Después del Blues del Llaberintu un sabor de acidez quema la boca y graba a fuego en la intimidad los gritos melódicos de un hombre solo. Es como el grito desesperado de Catulo, o la plena melodía de Safo de Lesbos, o el sufrimiento del romance, o la dolorosa contención renacentista de Garcilaso, o la estentórea garra de Espronceda, el espíritu "teatral", la farsa constante (continua, divina) de la poesía escrita y sentida, el fingimiento adusto de la vida de miles de poetas escandalizando al mundo. De Caeiro a Alberto Vega, de fray Luis a Juan de Mairena, de Benjamín Mateo a Panero, de Bécquer a Baudelaire… … Es, además, la hez maldita que regresa, como en líquido, en lamento rockero, retornando a los orígenes del sueño: "si la escalera un baxa del cielu / los esclavos xubirán en ascensor".

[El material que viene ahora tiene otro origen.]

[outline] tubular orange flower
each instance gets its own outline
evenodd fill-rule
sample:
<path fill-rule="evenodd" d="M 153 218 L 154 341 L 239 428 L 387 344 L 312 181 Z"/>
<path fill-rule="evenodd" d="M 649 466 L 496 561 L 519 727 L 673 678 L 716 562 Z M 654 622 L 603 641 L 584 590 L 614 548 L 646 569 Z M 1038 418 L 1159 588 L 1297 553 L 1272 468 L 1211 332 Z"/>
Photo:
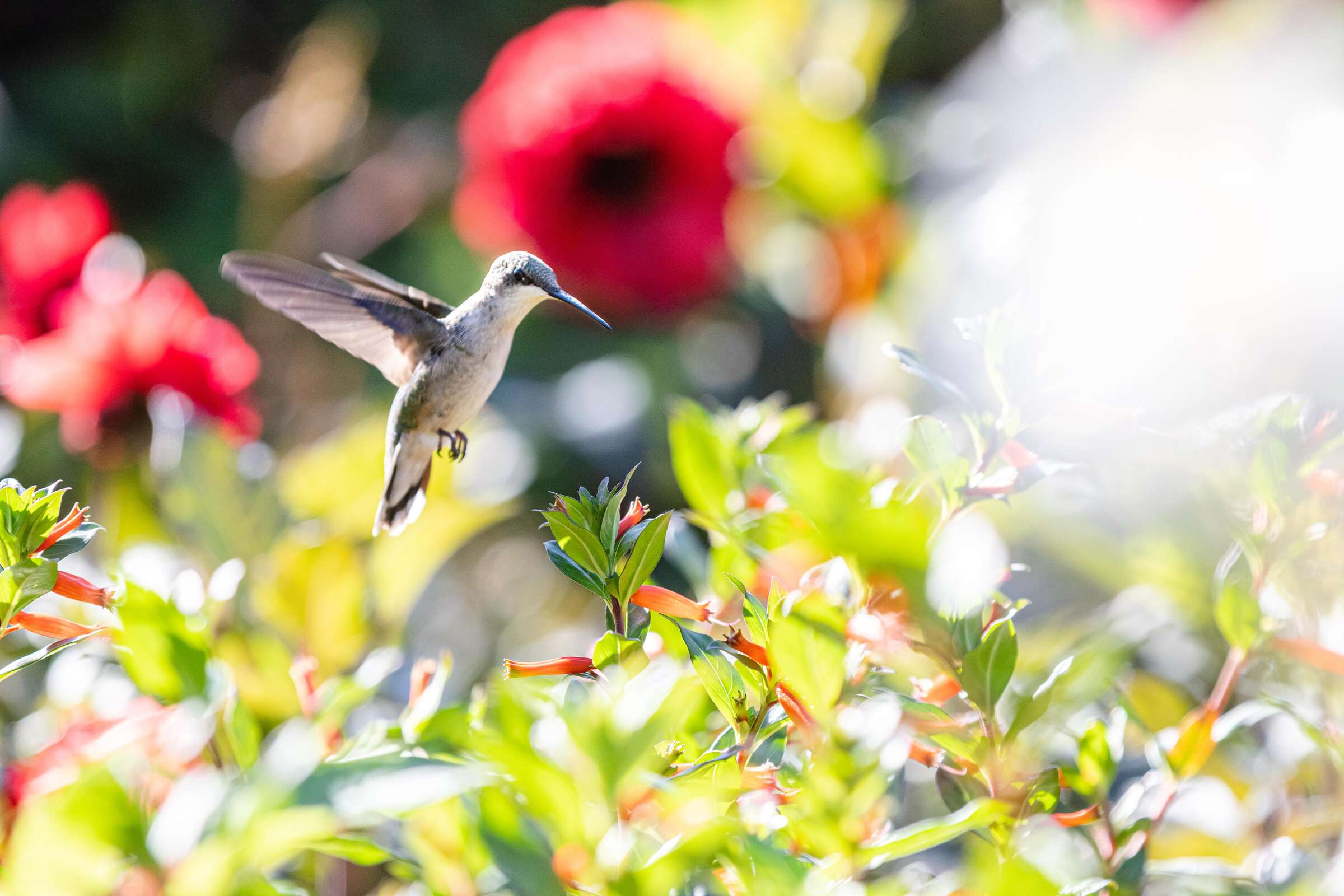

"A la luna de los Doors, los Jam, la Janis, Pogues, Otis, Dream Syndicate o Loquillo" (sic), a la luna, tomando la luna, así es como las ideas desfilan, se pierden rumbo a dios y su nada inconclusa, por las tétricas y amables calles del laberinto de cristal -muros de Erix, del Erix lovecraftiano, casi de La Felguera, ¡qué más da!-, para verse vaciados a la fama desde los misteriosos moldes de la realidad, desde la sumisa incontención revolucionaria que frecuenta estos adioses de palingenesia asturiana.
Un libro-con-premio, que era lo que Antón venía mereciendo desde hace mucho tiempo.
Pablo Antón Marín. Cementeriu Marín (¿Valéry?). No. Es un cementerio. Es un poeta-vertedero de cadáveres, un "muertedero", ruines, un fracasu (¿sólo ún?), llárimes etenres, orbayu, tremor, tristura, recuerdu, escaecer, sangre verdín… ¡qué letanía!, ¡cuánta sangre de fiebre y de noches en vela pensando en el sinsentido de esta vida para llegar a un instante de sintaxis medida y de palabra estética alumbrando los folios de un libro-relicario que ha de ser pienso o medicina de acción solidaria!, ¡cuánta fe en la incredulidad!, ¡cuánta felicididad deshecha!, ¡cuánta pacífica violencia!, ¡cuántos sueños trizados!, ¡cuántos violines, cuántos paraísos vagamente perdidos!, ¡cuánto dolor en estos versos de flor carnal y sincera!
Esta es la llave que abre la puerta del infierno. Es la llave que abre la puerta del sufrimiento literario -una vez más-, del pinchazo que en el hipotálamo produce la escritura -ese vértigo tan nuestro-. Es la llegada del miedo, la llegada del S.O.S., al putrefacto sálvesequienpueda entre las letras del no-futurismo, de las teclas hinchadas, tumefactas, de una máquina de escribir que gesta los sueños más contundentes, las realidades más oníricas.
Entretanto nos cambiaremos de dedos, de ojos, y trataremos de leer con los codos, con la barbilla, con la frente, escuchando el maullido de los gatos del ayer.
Entre sorbo y sorbo de vino blanco.

(Prólogo a Blues del Llaberintu, solicitado por Pablo Antón Marín Estrada, autor del libro, y luego no publicado. Se publicó con variaciones, como reseña del libro, en la revista Rey Lagarto, núm. 2, año I, 2º trimestre 1989, Langreo.)